A la lecture de pareil constat, il semble évident qu’une catastrophe d’une telle ampleur (près de 200 emplois sur le carreau) aurait pu être évitée si, et seulement si, une certaine forme de concertation ou un croisement des indicateurs de risque et de mauvaise gestion avait eu lieu à temps.

Mettre en place un check fiscal

L’affaire, si elle a bien sûr des conséquences désastreuses sur l’emploi d’une part mais aussi sur l’image de l’Horeca bruxellois de l’autre, pourrait (voire devrait pour certains observateurs) servir d’exemple à ne plus suivre. Et pourquoi pas amener à intensifier les échanges d’informations à la base d’une forme de “dépistage” à organiser entre la BNB et les tribunaux de commerce qui auraient probablement pu mettre en garde les tiers contre ces faillites en cascade. Il existe pareilles solutions dans l’immobilier, pourquoi ne pas étendre ce double check “ONSS/fiscal” aux autres secteurs ? Sans oublier le système des contrôles encore trop laxiste des branchements de black boxes qui pose problème et maintient de facto un système de concurrence déloyale entre restaurateurs “branchés” ou non.

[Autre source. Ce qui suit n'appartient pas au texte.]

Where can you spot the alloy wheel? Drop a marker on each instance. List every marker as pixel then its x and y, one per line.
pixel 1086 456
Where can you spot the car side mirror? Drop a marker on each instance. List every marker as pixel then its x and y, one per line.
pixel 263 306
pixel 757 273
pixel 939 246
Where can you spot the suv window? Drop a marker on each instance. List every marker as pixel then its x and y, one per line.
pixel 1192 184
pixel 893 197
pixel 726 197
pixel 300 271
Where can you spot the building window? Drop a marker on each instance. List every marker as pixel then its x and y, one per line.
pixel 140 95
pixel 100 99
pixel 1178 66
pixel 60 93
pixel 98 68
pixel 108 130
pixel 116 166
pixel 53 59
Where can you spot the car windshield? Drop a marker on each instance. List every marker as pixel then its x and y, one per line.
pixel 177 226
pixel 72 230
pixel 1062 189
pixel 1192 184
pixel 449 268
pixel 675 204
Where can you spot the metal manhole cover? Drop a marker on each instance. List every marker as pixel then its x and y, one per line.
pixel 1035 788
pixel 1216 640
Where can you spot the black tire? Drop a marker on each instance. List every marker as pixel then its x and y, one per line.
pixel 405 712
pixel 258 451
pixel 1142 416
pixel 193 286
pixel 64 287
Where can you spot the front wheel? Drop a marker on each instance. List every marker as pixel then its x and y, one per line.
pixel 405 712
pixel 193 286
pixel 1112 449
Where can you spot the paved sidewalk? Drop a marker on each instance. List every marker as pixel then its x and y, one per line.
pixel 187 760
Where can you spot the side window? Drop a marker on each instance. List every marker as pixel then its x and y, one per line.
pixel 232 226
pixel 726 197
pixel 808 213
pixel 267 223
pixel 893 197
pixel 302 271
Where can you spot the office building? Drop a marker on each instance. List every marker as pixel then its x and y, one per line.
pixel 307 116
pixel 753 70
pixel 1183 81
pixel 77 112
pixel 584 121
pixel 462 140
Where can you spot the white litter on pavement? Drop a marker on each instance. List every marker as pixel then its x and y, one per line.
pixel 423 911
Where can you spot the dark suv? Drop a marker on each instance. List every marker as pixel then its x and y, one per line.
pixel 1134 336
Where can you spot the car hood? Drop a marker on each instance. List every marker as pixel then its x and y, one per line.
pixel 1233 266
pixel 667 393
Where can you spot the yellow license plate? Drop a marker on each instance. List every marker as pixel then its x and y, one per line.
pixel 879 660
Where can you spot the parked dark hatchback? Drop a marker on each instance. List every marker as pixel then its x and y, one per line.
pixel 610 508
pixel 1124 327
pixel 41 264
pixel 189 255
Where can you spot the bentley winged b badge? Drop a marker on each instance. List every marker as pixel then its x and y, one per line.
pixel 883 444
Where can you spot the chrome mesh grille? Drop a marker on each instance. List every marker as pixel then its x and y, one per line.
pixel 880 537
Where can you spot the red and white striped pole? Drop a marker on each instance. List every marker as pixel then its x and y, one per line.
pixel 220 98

On ne peut s’empêcher de pointer du doigt ce manque d’information et de transparence des assignations ONSS/Horeca qui sont pourtant des clignotants importants, disponibles depuis des années pour les autorités. Car si même l’ONSS tarde à tirer le signal d’alarme non sans grever les dettes d’intérêts pharamineux, ce n’est pas aux fournisseurs qu’il appartient d’être les premiers à dire à leurs clients que la sauce commence à tourner. Les banques ayant, quant à elles, depuis longtemps, senti l’oignon.